Interestingly, Justice Gorsuch – President Trump’s first appointment to the Court, sided with the liberal bloc on this one. Kevin Johnson predicted that Gorsuch might follow Justice Antonin Scalia’s view in this case, and that is what happened.
In South Dakota v. Wayfair, a 5-4 majority ruled that certain internet sellers may be required to collect sales taxes even in states where they do not have a physical presence, abrogating a 1992 decision that required physical presence as the “nexus” required to force the collection of sales taxes on sales in interstate commerce.
According to Daniel Hemel, this was Justice Kennedy’s final “and most significant” decision on the dormant Commerce Clause, and he largely reversed course.
“Before Wayfair, Kennedy was one of the most ardent defenders of the much-maligned dormant commerce clause and one of the most reliable votes in favor of litigants who challenged state and local laws on the ground that they violated that doctrine,” he wrote.
“Wayfair, in which the majority overturned decades-old precedents that had prohibited states from collecting sales taxes on their residents’ transactions with out-of-state online and mail-order retailers, was a rare dormant commerce clause case in which Kennedy cast a decisive vote on the states’ side.”
In Husted v. A Philip Randolph Institute, a 5-4 majority upheld an Ohio procedure that clears voters from registration rolls if they fail to return a notice to confirm registration and don’t vote for two federal election cycles. Dissenters said the procedure violates the National Voter Registration Act of 1993, which prohibits voter suppression laws.
Other Significant Cases
In Masterpiece Cakeshop Ltd. v. Colorado Civil Rights Commission, a 7-2 majority struck down rulings concluding that a Christian cake shop owner violated the Colorado Anti-Discrimination Act by refusing to bake a wedding cake for a same-sex couple.
A majority of the Court acknowledged that civil rights protect same-sex couples, but Justice Kennedy said that “religious and philosophical objections to gay marriage are protected views and in some instances protected forms of expression,”

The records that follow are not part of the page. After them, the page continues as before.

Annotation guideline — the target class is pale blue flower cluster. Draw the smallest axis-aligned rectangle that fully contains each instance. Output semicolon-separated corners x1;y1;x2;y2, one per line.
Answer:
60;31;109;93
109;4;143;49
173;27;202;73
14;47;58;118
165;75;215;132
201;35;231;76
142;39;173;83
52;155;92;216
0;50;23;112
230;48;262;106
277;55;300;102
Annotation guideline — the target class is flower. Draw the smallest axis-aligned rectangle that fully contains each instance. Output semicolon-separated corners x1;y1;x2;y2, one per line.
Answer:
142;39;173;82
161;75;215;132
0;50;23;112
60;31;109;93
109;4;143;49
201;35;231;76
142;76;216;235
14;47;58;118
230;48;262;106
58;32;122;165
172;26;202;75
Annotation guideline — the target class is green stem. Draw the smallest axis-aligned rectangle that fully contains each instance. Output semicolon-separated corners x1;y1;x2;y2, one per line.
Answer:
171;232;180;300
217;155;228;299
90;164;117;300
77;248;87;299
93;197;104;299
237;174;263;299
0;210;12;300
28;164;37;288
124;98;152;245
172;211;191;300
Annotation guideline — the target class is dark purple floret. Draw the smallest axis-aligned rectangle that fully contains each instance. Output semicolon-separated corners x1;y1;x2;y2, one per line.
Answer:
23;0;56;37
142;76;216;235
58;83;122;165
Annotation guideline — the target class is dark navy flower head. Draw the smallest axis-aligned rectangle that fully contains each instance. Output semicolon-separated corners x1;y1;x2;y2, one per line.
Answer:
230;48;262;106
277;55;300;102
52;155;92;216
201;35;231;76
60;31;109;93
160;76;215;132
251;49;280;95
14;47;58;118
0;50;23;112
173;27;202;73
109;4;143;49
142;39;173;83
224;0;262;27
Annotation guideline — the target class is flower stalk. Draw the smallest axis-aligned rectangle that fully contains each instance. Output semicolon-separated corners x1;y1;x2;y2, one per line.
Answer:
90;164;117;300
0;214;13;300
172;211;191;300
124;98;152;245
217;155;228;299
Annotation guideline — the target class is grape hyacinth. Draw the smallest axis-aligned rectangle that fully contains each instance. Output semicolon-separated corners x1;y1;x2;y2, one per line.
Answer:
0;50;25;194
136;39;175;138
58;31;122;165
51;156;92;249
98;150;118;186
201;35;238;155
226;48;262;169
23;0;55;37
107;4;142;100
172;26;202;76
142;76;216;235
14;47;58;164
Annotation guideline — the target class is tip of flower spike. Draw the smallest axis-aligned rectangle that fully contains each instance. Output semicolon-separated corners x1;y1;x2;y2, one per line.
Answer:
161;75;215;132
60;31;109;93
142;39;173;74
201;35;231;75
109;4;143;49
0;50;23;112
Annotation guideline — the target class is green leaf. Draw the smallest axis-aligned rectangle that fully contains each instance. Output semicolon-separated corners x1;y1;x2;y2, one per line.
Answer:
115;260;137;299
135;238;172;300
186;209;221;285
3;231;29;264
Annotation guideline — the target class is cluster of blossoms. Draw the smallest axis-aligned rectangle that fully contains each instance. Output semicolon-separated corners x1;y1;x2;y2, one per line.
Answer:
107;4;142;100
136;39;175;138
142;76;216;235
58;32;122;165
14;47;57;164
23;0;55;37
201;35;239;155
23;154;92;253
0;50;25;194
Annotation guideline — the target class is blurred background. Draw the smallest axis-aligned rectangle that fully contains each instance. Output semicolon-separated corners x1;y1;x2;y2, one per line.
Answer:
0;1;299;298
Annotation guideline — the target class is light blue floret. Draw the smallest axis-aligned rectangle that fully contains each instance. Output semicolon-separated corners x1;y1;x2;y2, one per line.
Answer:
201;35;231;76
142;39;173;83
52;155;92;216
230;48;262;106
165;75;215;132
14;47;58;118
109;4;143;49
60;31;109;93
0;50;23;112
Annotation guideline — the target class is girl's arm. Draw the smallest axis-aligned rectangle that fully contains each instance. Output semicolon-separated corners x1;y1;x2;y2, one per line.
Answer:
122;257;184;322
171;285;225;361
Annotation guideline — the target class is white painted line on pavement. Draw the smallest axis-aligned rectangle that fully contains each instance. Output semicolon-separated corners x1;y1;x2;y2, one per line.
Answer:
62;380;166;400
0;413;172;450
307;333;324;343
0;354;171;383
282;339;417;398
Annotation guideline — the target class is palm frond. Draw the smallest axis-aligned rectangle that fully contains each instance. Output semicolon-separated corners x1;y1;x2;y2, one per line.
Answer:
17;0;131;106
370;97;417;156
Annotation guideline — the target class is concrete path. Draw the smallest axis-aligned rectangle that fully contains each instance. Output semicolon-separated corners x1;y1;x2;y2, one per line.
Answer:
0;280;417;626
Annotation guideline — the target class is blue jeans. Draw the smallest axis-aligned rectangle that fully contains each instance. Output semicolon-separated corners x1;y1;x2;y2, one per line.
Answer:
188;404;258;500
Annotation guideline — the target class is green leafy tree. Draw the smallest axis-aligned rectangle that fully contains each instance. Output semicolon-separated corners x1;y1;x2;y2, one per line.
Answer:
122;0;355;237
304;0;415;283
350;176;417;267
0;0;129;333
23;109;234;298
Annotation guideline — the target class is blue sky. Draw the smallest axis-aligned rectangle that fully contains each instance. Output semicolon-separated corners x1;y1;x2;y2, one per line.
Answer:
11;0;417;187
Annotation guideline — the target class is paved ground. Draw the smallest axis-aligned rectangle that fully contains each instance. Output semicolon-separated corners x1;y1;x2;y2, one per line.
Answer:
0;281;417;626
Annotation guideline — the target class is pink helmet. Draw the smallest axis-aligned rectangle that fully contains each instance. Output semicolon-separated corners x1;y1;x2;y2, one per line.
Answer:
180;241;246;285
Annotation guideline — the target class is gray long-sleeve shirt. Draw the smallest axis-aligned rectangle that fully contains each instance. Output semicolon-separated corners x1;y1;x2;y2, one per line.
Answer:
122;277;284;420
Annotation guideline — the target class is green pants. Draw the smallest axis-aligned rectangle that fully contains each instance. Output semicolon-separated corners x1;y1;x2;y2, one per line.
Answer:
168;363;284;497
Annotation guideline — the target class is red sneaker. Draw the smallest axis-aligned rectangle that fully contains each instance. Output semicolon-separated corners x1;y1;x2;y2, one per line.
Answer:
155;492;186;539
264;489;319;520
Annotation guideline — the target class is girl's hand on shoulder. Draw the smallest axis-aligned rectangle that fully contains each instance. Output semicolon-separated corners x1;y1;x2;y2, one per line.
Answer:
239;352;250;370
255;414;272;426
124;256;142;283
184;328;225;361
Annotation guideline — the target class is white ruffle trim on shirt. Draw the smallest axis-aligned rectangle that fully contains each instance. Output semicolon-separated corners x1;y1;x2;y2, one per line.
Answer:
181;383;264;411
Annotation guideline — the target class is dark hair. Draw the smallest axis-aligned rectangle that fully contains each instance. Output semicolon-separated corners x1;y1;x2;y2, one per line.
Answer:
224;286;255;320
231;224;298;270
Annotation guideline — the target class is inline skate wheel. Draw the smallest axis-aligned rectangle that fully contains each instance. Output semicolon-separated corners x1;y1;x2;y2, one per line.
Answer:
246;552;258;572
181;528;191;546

In Murphy v. National Collegiate Athletic Association, a 6-3 majority ruled that the Professional and Amateur Sports Protection Act of 1992 violates the 10th Amendment – the anti-commandeering doctrine – by prohibiting state authorization of sports gambling.
Other Stats from the Term
Per SCOTUSblog, Justice Sotomayor asked, on average, the most questions for the term, averaging 24 questions per oral argument. Justice Ginsberg most frequently asked the first question, and Justice Thomas asked zero questions the whole term.
Justice Ginsberg and Justice Sotomayor had the highest agreement rate of the term, agreeing in 96 percent of the cases, followed by Justices Clarence Thomas and Samuel Alito, who agreed 93 percent of the time (Kagan and Breyer were just below 93%).
Alito and Sotomayor had the lowest rate of agreement, just under 50 percent, and were the first justices to fall below 50 percent since the 2008 term, per SCOTUSblog.
With six appearances, State Bar of Wisconsin member and Washington, D.C.-based Paul D. Clement appeared the most times of any other advocate for the term.
Clement, who spoke at the 2016 State Bar Annual Meeting and Conference and gave a post-talk interview, has 92 appearances in total, third all-time for active practitioners.
Only 12 percent of the advocates who appeared in the Supreme Court were women, the lowest percentage since SCOTUSblog began tracking that information in 2010.